My early memories of life are pretty unknown, however, I was born in South Portland, Maine, and adopted into a family of white parents, white grandparents, and a large extended family all from Maine. I do not have a relationship with my birth mom, although she has always been someone mentioned throughout my life. And I never really had much memory of my birth father because my twin sister and I were adopted the moments after we were born.

An ongoing challenge has been constantly wondering where I came from. I think it is awesome to be able to have pride in where you’re from and understand the cultural norms of countries you represent, but for me, that is still a mystery. My birth mom is white, yet my skin is a mixed complexion. There is no way to overcome this without getting closure on the issue.

In the meantime, I have found my identity in Christ. Besides being born into this world and into an unknown story, I am known by Christ, and I am known as His. That truth helps me cope and guides me daily. The relationship I have with Him reminds me that I was uniquely made for His purpose. Despite not having a clear answer to this particular challenge yet, I know practicing patience is also part of the journey of life.

I had other challenges, of course. I wished that adoption and the process of it was more weaved into my life, vs hearing about it sporadically. Or I wish I were not the only one, a part from my twin in our peer groups that knew about adoptions. I wish adoption conversations were normal, more frequent and not only about animals.  It becomes tiresome reading about the good white couples (the “savior” complex) that adopt children of different races and or from other countries. Being a transracial adoptee is not always fun when the white majority all around you does not understand the complexities of race in America.

Being adopted is all I know; growing up, I was well cared for and loved. I think I will always have questions, however, I mostly always feet grateful to my birth mom for placing us for adoption.
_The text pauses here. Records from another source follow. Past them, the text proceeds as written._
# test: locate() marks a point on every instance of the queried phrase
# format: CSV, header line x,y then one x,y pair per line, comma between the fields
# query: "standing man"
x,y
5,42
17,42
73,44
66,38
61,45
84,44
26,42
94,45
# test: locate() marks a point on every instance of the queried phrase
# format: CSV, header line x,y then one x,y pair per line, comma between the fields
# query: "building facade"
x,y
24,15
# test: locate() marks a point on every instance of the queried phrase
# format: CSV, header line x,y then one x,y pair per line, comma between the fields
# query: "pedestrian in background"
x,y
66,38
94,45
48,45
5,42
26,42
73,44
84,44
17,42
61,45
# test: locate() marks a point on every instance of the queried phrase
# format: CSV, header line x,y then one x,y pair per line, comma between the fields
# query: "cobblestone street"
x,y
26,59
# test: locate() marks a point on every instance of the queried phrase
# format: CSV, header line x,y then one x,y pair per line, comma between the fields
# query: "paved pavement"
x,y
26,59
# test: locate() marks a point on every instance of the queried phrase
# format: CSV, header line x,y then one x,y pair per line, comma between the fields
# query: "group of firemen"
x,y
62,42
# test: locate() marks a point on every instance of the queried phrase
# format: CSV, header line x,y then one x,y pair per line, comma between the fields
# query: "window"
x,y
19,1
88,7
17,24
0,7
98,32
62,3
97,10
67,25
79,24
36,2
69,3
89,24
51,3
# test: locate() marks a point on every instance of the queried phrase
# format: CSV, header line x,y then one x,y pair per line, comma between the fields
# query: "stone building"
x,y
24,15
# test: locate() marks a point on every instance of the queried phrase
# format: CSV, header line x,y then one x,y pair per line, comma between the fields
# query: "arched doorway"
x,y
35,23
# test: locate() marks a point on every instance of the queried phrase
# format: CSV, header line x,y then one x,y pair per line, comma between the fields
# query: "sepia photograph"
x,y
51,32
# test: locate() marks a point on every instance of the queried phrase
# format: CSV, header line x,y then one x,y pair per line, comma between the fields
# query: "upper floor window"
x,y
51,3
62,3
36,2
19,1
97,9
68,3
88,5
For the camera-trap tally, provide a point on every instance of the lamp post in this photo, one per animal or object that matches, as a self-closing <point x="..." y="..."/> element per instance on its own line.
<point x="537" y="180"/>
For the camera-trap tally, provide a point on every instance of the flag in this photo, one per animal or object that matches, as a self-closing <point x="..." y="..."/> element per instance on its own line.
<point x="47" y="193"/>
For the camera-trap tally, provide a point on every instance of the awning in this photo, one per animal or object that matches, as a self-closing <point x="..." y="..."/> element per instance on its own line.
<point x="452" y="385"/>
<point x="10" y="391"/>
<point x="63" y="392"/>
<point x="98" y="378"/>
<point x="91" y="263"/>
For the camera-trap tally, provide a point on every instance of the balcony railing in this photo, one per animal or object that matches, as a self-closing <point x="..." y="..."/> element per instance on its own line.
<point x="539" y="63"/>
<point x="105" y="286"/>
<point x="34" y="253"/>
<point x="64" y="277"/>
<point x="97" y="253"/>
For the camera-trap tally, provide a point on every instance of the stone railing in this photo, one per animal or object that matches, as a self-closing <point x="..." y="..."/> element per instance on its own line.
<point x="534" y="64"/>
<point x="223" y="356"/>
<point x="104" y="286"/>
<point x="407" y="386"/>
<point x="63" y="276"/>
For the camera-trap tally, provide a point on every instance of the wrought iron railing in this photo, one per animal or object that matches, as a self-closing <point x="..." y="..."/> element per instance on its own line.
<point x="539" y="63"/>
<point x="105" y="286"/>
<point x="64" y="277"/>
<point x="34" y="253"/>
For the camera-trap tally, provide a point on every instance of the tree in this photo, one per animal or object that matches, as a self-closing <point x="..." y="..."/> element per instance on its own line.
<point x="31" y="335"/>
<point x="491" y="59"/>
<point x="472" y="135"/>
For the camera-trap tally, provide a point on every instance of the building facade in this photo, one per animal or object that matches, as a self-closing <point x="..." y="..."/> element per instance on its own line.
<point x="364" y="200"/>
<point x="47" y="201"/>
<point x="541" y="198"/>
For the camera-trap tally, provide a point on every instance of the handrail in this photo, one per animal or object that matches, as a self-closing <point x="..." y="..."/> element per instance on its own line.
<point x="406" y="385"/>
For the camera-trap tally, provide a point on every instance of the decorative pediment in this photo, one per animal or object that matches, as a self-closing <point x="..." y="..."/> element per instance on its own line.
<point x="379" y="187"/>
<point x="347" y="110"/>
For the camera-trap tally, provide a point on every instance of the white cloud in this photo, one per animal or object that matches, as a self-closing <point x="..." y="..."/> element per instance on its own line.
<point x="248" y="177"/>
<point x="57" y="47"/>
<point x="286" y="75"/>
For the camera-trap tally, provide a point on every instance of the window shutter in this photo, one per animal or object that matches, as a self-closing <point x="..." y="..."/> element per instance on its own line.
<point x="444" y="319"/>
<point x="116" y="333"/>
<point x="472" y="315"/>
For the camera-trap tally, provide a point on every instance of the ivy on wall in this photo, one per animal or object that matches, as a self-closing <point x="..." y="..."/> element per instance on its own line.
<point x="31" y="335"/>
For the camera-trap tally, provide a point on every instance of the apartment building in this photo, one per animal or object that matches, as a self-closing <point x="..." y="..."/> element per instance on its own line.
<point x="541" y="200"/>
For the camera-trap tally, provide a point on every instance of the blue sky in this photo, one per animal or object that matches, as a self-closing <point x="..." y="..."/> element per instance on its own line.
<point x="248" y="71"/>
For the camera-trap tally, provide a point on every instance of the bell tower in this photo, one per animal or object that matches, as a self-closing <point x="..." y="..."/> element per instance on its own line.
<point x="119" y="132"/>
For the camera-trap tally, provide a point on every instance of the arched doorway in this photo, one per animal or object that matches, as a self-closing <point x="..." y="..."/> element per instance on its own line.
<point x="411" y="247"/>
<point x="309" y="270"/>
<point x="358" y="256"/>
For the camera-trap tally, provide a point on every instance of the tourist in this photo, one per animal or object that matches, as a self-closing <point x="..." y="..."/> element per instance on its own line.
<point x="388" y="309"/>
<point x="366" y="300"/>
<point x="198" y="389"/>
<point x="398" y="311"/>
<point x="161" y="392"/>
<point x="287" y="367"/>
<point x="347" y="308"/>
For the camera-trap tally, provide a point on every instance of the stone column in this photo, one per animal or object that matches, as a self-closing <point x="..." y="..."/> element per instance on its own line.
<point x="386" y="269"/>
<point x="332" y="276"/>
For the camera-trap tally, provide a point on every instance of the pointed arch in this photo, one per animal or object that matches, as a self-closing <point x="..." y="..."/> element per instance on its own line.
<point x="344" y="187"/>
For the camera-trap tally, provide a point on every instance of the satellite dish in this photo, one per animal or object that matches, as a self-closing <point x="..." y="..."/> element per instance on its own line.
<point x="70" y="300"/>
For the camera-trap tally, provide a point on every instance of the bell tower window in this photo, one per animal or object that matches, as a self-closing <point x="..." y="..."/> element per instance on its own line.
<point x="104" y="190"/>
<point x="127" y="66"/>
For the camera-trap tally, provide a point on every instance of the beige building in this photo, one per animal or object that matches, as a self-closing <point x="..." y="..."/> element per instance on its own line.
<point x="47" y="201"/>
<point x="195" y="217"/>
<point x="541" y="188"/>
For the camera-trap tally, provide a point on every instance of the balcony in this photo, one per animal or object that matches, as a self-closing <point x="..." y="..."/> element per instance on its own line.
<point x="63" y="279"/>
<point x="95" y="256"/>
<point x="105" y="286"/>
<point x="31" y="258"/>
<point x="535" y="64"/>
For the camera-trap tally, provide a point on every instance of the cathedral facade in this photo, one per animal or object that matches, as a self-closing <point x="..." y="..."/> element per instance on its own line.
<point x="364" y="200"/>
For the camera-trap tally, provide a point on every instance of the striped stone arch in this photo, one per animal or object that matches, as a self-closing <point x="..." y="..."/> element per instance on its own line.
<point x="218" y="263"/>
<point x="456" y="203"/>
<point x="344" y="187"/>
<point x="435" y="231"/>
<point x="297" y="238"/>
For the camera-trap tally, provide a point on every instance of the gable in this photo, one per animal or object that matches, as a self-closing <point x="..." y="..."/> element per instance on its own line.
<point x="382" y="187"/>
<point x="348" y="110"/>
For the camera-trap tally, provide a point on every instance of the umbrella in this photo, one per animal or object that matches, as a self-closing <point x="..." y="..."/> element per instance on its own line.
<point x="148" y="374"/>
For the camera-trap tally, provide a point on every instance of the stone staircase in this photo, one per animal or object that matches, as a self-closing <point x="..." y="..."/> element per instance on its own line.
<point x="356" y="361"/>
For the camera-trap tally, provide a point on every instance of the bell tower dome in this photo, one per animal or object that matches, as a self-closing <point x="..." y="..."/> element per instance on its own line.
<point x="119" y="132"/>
As the story goes, "Your birth mom had other kids, she could not afford more children," and I am appreciative of the choice she made. I believe my life was changed from a possible single mother household to a married family home. I was given opportunities many children of color do not often come into contact with due to my experience with white parents. Traveling the world, access, and opportunity to name a few things. They are still my immediate family and the family I see when I go home, however, being married to my husband, I also get to create a family in a new way.

I’m proud of being able to make others feel connected through the mutual connection of adoption. I’ve had some dreams to put into action, but risk-taking has been super hard for me. I have dreams of putting youth of color on planes, traveling to Malawi, and other places that have changed my life.

I’ve learned that adoption is something people feel awkward or uneasy asking about. As a transracial adoptee, telling a family story or posting a family photo, it is super obvious. The story of so many children, youth, and adult adoptees, however, is not as obvious. The challenges, the discomfort, the journey, and the joys are not often talked about. Sadly, our stories are ignored in the media and film, and people still feel awkward asking about adoption.

My story is important to bridge the gap, so many others who have a story can speak openly, and non-awkwardly about it.

Representation matters.

Our life experiences should not be taboo, and the more we can share, the more others can be - and will be - educated.